The Krasznahorkai challenge

The "discovery" of László Krasznahorkai continues apace in the wake of the Hungarian's Man Booker International Prize victory. A review by Hari Kunzru of Seiobo There Below in the Guardian is part of an advance guard – watch out for more newspaper, magazine and website reviews of his work over the coming weeks. Kunzru, like others, has found himself agreeing with the MBI judges' choice ("the intensity of [Krasznahorkai's] commitment to the art of fiction is indisputable") and restating that the English-speaking literary world has its limitations: "in ambition and seriousness [Seiobo] matches any English-language fiction of recent times. As the worthy winner of this year’s Man Booker International prize, Krasznahorkai throws down a challenge: raise your game or get your coat."
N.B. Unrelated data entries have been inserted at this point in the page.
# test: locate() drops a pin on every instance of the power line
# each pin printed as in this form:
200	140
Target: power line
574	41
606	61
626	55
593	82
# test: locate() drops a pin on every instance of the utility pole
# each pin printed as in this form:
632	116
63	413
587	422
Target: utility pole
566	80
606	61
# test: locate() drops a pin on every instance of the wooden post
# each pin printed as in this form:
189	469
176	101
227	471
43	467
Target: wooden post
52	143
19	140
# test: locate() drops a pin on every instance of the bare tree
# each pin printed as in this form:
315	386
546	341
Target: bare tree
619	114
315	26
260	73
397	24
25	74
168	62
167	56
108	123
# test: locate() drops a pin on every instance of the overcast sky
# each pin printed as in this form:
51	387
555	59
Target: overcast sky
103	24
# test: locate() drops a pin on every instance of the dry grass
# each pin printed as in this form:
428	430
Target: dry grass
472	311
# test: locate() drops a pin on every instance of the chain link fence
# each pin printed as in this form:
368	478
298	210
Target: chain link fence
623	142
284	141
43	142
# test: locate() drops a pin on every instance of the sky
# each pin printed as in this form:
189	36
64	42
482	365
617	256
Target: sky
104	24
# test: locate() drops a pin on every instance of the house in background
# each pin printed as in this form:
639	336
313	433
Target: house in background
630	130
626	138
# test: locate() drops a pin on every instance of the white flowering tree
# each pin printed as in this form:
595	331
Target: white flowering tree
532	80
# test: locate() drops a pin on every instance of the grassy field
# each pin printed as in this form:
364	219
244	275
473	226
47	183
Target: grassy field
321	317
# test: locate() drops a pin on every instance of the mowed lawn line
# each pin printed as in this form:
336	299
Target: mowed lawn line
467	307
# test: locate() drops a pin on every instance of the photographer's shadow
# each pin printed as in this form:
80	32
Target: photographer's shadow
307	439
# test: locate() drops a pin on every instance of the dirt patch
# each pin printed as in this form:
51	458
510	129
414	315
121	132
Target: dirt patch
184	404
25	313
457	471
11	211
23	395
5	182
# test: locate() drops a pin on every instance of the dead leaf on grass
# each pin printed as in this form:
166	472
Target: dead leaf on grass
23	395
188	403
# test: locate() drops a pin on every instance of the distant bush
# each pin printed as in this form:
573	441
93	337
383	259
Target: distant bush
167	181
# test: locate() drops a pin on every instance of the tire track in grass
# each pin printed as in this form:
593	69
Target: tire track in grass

An interesting alternative view on international writing comes from India. In a fascinating piece in The Hindu various senior literary figures there noted the health of Indian literature and that part of the reason for its vivacity is the number of writers who use English as their first language. Importantly though, says Pranav Kumar Singh, Head of Editorial at Pan Macmillan India, "the usage is neither Queen’s nor American and the expression and context is completely Indian" – it is a new hybrid, in other words. As a result: "We have authors, both Indian and of Indian origin, whose works showcase that we are increasingly more global and inclusive." Two of the writers picked out as representatives of the new style, "World English", were Neel Mukherjee, MB shortlisted last year, and Amitav Ghosh, a contender for this year's MBI Prize. 


Congratulations to Professor Louise Richardson, who has just been nominated as the first female Vice Chancellor of Oxford University (it is the vice chancellors who do the real work). Prof Richardson, currently at St Andrews, will become the 272 vice chancellor and first woman to hold the post since the university's inception in 1230. This is, of course, highly laudable but more important by far is the fact that the professor is also a new trustee of the Booker Prize Foundation – the charitable arm of the prize which funds initiatives to foster reading in universities, libraries, prisons and among the blind.


Kazuo Ishiguro, Man Booker winner in 1989 with The Remains of the Day, has just turned 60 and he is in reflective mood. Looking back recently at his early books he says: "I actually have begun to question whether the whole premise of those books was right, to be honest. When I was younger and wrote books like The Remains of the Day, I assumed that if you get your moral values right at a certain stage, you can steer a good course through your life." He has since learned, he says, that moral values change: "That whole model of figuring out values, debating them in pubs and student halls of residence, and then those values then seeing you through [life], applies only up to a point. Actually, you discover you do not have that much control over your life." Ishiguro is a notoriously slow writer so there will be quite a wait to see how this new consciousness emerges in his fiction.